13 KiB
RVF Progressive Indexing
1. Index as Layers of Availability
Traditional HNSW serialization is all-or-nothing: either the full graph is loaded, or nothing works. RVF decomposes the index into three layers of availability, each independently useful, each stored in separate INDEX_SEG segments.
Layer C: Full Adjacency
+--------------------------------------------------+
| Complete neighbor lists for every node at every |
| HNSW level. Built lazily. Optional for queries. |
| Recall: >= 0.95 |
+--------------------------------------------------+
^ loaded last (seconds to minutes)
|
Layer B: Partial Adjacency
+--------------------------------------------------+
| Neighbor lists for the most-accessed region |
| (determined by temperature sketch). Covers the |
| hot working set of the graph. |
| Recall: >= 0.85 |
+--------------------------------------------------+
^ loaded second (100ms - 1s)
|
Layer A: Entry Points + Coarse Routing
+--------------------------------------------------+
| HNSW entry points. Top-layer adjacency lists. |
| Cluster centroids for IVF pre-routing. |
| Always present. Always in Level 0 hotset. |
| Recall: >= 0.70 |
+--------------------------------------------------+
^ loaded first (< 5ms)
|
File open
Why Three Layers
| Layer | Purpose | Data Size (10M vectors) | Load Time (NVMe) |
|---|---|---|---|
| A | First query possible | 1-4 MB | < 5 ms |
| B | Good quality for working set | 50-200 MB | 100-500 ms |
| C | Full recall for all queries | 1-4 GB | 2-10 s |
A system that only loads Layer A can still answer queries — just with lower recall. As layers B and C load asynchronously, quality improves transparently.

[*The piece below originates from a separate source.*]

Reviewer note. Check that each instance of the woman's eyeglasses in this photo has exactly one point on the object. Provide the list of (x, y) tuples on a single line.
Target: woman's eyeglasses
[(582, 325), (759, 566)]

2. Layer A: Entry Points and Coarse Routing
Content
- HNSW entry points: The node(s) at the highest layer of the HNSW graph. Typically 1 node, but may be multiple for redundancy.
- Top-layer adjacency: Full neighbor lists for all nodes at HNSW layers
= ceil(ln(N) / ln(M)) - 2. For 10M vectors with M=16, this is layers 5-6, containing ~100-1000 nodes.
- Cluster centroids: K centroids (K = sqrt(N) typically, so ~3162 for 10M) used for IVF-style partition routing.
- Centroid-to-partition map: Which centroid owns which vector ID ranges.
Storage
Layer A data is stored in a dedicated INDEX_SEG with flags.HOT set. The root
manifest's hotset pointers reference this segment directly. On cold start, this
is the first data mapped after the manifest.
Binary Layout of Layer A INDEX_SEG
+-------------------------------------------+
| Header: INDEX_SEG, flags=HOT |
+-------------------------------------------+
| Block 0: Entry Points |
| entry_count: u32 |
| max_layer: u32 |
| [entry_node_id: u64, layer: u32] * N |
+-------------------------------------------+
| Block 1: Top-Layer Adjacency |
| layer_count: u32 |
| For each layer (top to bottom): |
| node_count: u32 |
| For each node: |
| node_id: u64 |
| neighbor_count: u16 |
| [neighbor_id: u64] * neighbor_count |
| [64B padding] |
+-------------------------------------------+
| Block 2: Centroids |
| centroid_count: u32 |
| dim: u16 |
| dtype: u8 (fp16) |
| [centroid_vector: fp16 * dim] * K |
| [64B aligned] |
+-------------------------------------------+
| Block 3: Partition Map |
| partition_count: u32 |
| For each partition: |
| centroid_id: u32 |
| vector_id_start: u64 |
| vector_id_end: u64 |
| segment_ref: u64 (segment_id) |
| block_ref: u32 (block offset) |
+-------------------------------------------+
Query Using Only Layer A
def query_layer_a_only(query, k, layer_a):
# Step 1: Find nearest centroids
dists = [distance(query, c) for c in layer_a.centroids]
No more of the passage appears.